Clock is winding down on 1st REO deal inspection. Plumbing issue I need help

My inspection contingency expires today at midnight on my first foreclosure. I am all good with this house that I intend to occupy with the exception of a plumbing issue that popped up:

2 year vacant house for $70k. Needs $2.5k in roof, $2.5 in bathroom and $1k in plaster repair. After fixing it should be a $110k house The rest I can do on my own. Upon getting it de winterized for my home inspection, the water shutoff (in the basement concrete by the curb side of the house) was stuck shut. A professional plumber/dewinterizer forced the valve (it had been overtighted which tweaked the pipe that leads from the valve to the meter. It cracked the threads out of the valve body on the dry side of the system. Now, I can’t get my inspection done, can’t get my bank appraisal and can’t move forward without knowing what this fix might entail. The seller (bank) said they would send a plumber out on their dime to take care of it “within 48 hours”…that was on thursday. It’s sunday now. On saturday they said they would just cancel my contract if I didn’t just take it as is.

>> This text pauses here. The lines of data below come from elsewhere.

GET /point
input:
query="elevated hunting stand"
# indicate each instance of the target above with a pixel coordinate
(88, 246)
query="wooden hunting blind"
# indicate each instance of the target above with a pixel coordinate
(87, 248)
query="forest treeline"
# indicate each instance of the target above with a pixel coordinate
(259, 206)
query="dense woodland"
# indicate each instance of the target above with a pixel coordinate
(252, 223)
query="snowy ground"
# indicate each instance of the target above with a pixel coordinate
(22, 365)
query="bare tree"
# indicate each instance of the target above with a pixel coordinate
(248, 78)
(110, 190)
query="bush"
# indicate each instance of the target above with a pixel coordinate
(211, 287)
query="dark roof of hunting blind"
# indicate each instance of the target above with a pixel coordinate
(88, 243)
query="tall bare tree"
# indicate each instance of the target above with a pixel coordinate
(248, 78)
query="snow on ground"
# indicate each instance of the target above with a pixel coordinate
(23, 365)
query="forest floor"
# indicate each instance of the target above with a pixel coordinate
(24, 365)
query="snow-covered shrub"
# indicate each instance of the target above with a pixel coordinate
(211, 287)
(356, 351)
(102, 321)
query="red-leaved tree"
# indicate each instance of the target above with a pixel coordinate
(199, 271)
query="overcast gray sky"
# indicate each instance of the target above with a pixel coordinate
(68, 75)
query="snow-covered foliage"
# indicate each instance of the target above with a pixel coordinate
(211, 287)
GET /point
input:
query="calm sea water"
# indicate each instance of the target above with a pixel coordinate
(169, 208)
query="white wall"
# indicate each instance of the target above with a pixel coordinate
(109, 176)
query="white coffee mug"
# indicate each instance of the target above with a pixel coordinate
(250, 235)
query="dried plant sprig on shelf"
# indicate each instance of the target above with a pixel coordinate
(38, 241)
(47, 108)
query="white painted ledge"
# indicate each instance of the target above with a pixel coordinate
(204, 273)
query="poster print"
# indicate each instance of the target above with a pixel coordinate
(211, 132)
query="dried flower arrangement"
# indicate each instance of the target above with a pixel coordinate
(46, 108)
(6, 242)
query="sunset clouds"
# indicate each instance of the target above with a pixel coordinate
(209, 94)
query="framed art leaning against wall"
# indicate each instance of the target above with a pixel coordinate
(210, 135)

So now I am out of time and went off of what the bank (seller) said they would do to remediate the problem…which they didn’t do! The irony of the whole situation is that Fannie May owns the house…I am financing 80% at 5.1% fixed for 30 yrs through Fannie May…the bank I am using requires the water be on for appraisal. So to sum it up; Fannie says "water must be on for loan and Fannie says “you must buy this house without the water on”

Could this be a very expensive fix or should it be fairly easy?

I know a bit more about a lot of different options but it would take a while to type them all out. I am just looking for any basic knowledge one might have for me.

Hi,

 It should be pretty cheap, there is a meter box at curb with a water shut off valve? Yes! 

If that’s correct then a plumber can disconnect the inside valve, and reconnect one fairly easily, although there may be some concrete chipping if the valve sits in a box in the slab as a plumber probable needs to expose 6 or 8 inches on both sides to connect a new valve.

Probable a 2 to 3 hour fix of about $250 plus parts.

                       GR

You were right about the cost.

My bank requires the water be on for an appraisal

Seller bank says “take it as is or we move on to the next offer”

Both banks ultimately are the same; Fannie May.

There is only $200-300 in the way of this deal being completed. One would think that Fannie May would be clambering to help sell a foreclosure for $10k OVER asking, to an 800 credit score buyer with 20% down and who was willing to move back closing at their request.

Furthermore, they said they would send out their plumber to take care of the problem 4 days ago during the inspection contingency…Well they didn’t. I am beginning to feel like I am in a battered relationship. I don’t want to lose the deal but…wtf!

I have ad deals that the bank would not turn on utilities for inspection. I factored in the worst case to see if the numbers still worked. For example I would assume the a/c would need replacing and added the cost in to the projected rehab budget. If the numbers still worked go ahead, if they don’t walk on the deal and go in with a larger discount on the next offer.